Formation des journalistes burkinabè au journalisme sensible aux conflits

La Commission épiscopale Justice et Paix a tenu une session de formation. Elle s’est déroulée le samedi 18 avril 2026 à Ouagadougou. Des hommes et femmes des médias ont participé à cette session. L’objectif était de renforcer leurs capacités professionnelles. Cette action promeut un journalisme responsable. Ce journalisme doit favoriser la paix et la cohésion sociale. Les participants ont approfondi le journalisme sensible aux conflits. Ils ont aussi travaillé sur les genres journalistiques.

Cette activité est liée au Prix du Journalisme pour la Paix. Ce prix est aussi pour la Cohésion Sociale. L’acronyme est PJPCS. Le programme Sahel Peace Initiative porte ce prix. Plusieurs conférences épiscopales ont lancé ce programme en 2019. Catholic Relief Services est partenaire. Le prix valorise les productions médiatiques. Ces productions doivent consolider la paix au Burkina Faso.

M. Juvénal Somé a animé deux communications. Il est membre du réseau des journalistes du SPI. La première communication portait sur l’éthique professionnelle. La seconde concernait la presse écrite. Il a évoqué l’adaptation aux mutations technologiques. L’essor de l’intelligence artificielle a été mentionné.

« Le journaliste de paix et de cohésion sociale est un journaliste qui consolide des ponts plutôt que des murs »

M. Somé a rappelé le rôle de l’éthique. L’éthique est une science de la morale. Elle impose retenue et responsabilité au journaliste. Le strict respect des règles déontologiques est nécessaire.

Mme Dominique Nyaméogo est une ancienne journaliste. Elle travaillait à la Radiodiffusion Télévision du Burkina. Son intervention a porté sur plusieurs thèmes. Le journalisme sensible aux conflits était au centre. Les fondamentaux de l’écriture télévisuelle ont été expliqués. Les genres journalistiques ont été présentés. Elle a insisté sur la compréhension des conflits. Le journaliste doit en saisir les causes profondes. Donner la parole à toutes les parties est essentiel. La neutralité doit guider le travail.

« Un bon journaliste doit savoir respecter les sept (07) normes fondamentales du métier, notamment la véracité, l’indépendance, l’impartialité, l’exactitude, l’objectivité, l’équité et le respect du public. »

Mme Nyaméogo a aussi présenté les fonctions de l’interview. L’interview récit est la première fonction. Viennent ensuite l’interview d’opinion et d’explication. L’interview de témoignage et de portrait complètent la liste. La maîtrise de cet exercice assure la réussite d’un reportage.
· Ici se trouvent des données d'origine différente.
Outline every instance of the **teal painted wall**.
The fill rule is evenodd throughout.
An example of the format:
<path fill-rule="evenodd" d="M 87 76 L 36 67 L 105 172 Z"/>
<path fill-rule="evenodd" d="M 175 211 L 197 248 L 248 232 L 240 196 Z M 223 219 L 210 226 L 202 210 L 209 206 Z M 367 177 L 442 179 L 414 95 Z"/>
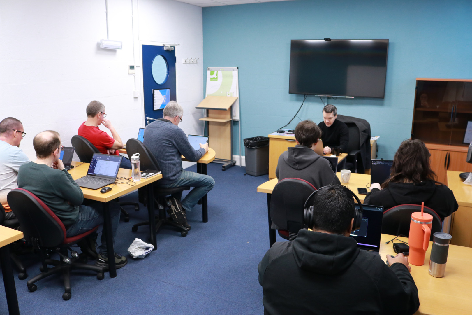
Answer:
<path fill-rule="evenodd" d="M 288 94 L 291 39 L 390 40 L 384 99 L 329 101 L 338 113 L 371 123 L 372 135 L 380 137 L 379 158 L 393 158 L 410 137 L 416 77 L 472 78 L 471 0 L 298 0 L 208 7 L 203 30 L 204 82 L 207 67 L 239 67 L 243 139 L 281 127 L 302 103 L 303 95 Z M 298 116 L 319 122 L 323 106 L 319 97 L 309 96 Z M 234 126 L 237 154 L 237 123 Z"/>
L’abbé Kouka Alexis Ouédraogo est directeur de radio. Il dirige la radio Notre Dame de Kaya. Il a développé les spécificités du genre radiophonique. Il a établi une distinction claire. Le dossier explique un sujet en profondeur. La production radiophonique combine plusieurs éléments. Elle mêle information, explication et commentaire.

« Soyez originaux dans la recherche de sujets, c’est ce qui fait la différence entre les journalistes »
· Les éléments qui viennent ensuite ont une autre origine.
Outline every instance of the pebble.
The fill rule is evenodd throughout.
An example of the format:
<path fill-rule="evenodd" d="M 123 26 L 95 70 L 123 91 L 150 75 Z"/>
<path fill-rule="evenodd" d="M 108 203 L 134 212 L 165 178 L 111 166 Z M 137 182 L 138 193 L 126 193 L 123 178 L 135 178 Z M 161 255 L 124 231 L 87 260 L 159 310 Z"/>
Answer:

Il a aussi clarifié des notions importantes. Le thème, le sujet et l’angle ont été définis.

Abdou Zouré est journaliste et enseignant. Il a entretenu les participants sur le reportage web. L’adaptation des contenus aux supports numériques était centrale. L’optimisation des textes pour les petits écrans a été abordée. Le respect des étapes de vérification avant publication est impératif.
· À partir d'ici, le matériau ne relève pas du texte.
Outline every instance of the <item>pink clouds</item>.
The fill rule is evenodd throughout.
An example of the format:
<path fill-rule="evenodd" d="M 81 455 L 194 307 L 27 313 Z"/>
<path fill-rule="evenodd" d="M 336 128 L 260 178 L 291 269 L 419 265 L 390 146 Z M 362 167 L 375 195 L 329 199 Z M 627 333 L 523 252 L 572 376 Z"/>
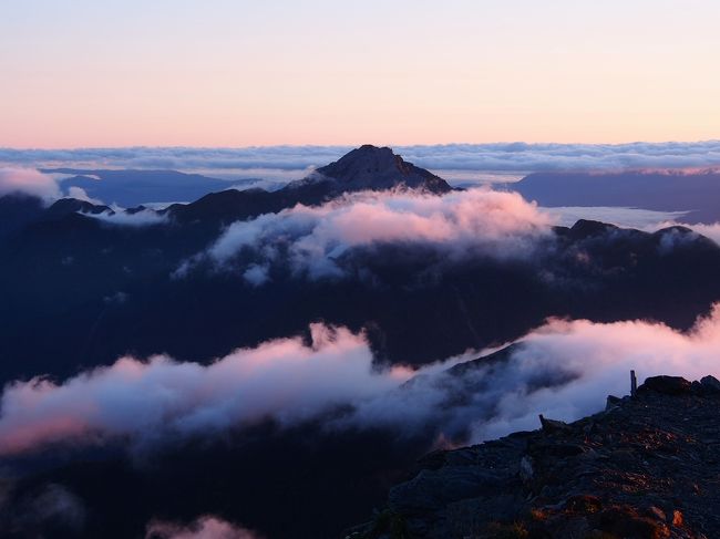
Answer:
<path fill-rule="evenodd" d="M 552 222 L 514 193 L 471 189 L 439 197 L 407 190 L 369 191 L 235 222 L 208 253 L 222 266 L 250 248 L 271 263 L 279 249 L 287 247 L 296 271 L 310 277 L 340 276 L 336 259 L 348 249 L 372 243 L 425 243 L 451 257 L 469 252 L 526 257 L 538 237 L 549 235 Z M 259 270 L 248 274 L 254 283 L 265 282 L 259 276 L 264 276 Z"/>
<path fill-rule="evenodd" d="M 0 168 L 0 197 L 13 193 L 42 198 L 45 201 L 61 197 L 58 183 L 34 168 Z"/>
<path fill-rule="evenodd" d="M 160 355 L 147 362 L 123 357 L 63 384 L 16 382 L 2 394 L 0 454 L 95 436 L 186 435 L 269 416 L 298 421 L 410 376 L 373 370 L 363 335 L 320 324 L 311 333 L 311 345 L 278 339 L 207 366 Z"/>
<path fill-rule="evenodd" d="M 451 367 L 476 355 L 378 370 L 362 334 L 316 324 L 299 338 L 243 349 L 209 365 L 123 357 L 62 384 L 16 382 L 0 404 L 0 454 L 53 442 L 135 444 L 325 417 L 325 428 L 388 427 L 483 440 L 537 427 L 537 414 L 572 421 L 628 392 L 628 373 L 720 376 L 720 307 L 688 333 L 645 321 L 552 320 L 504 360 Z M 342 414 L 325 415 L 338 406 Z"/>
« En web, le titre parle à deux audiences : les humains et les algorithmes »

Il a insisté sur l’importance des légendes. Les images doivent avoir des textes alternatifs.

Les journalistes ont reçu une attestation de formation. La Commission épiscopale Justice et Paix poursuit ainsi sa mission. Elle veut contribuer à un journalisme plus responsable. Ce journalisme doit jouer un rôle actif. Il doit prévenir les conflits. Il doit consolider la cohésion sociale au Burkina Faso. Corinne Irène Sawadogo a rapporté cette information pour Minute.bf.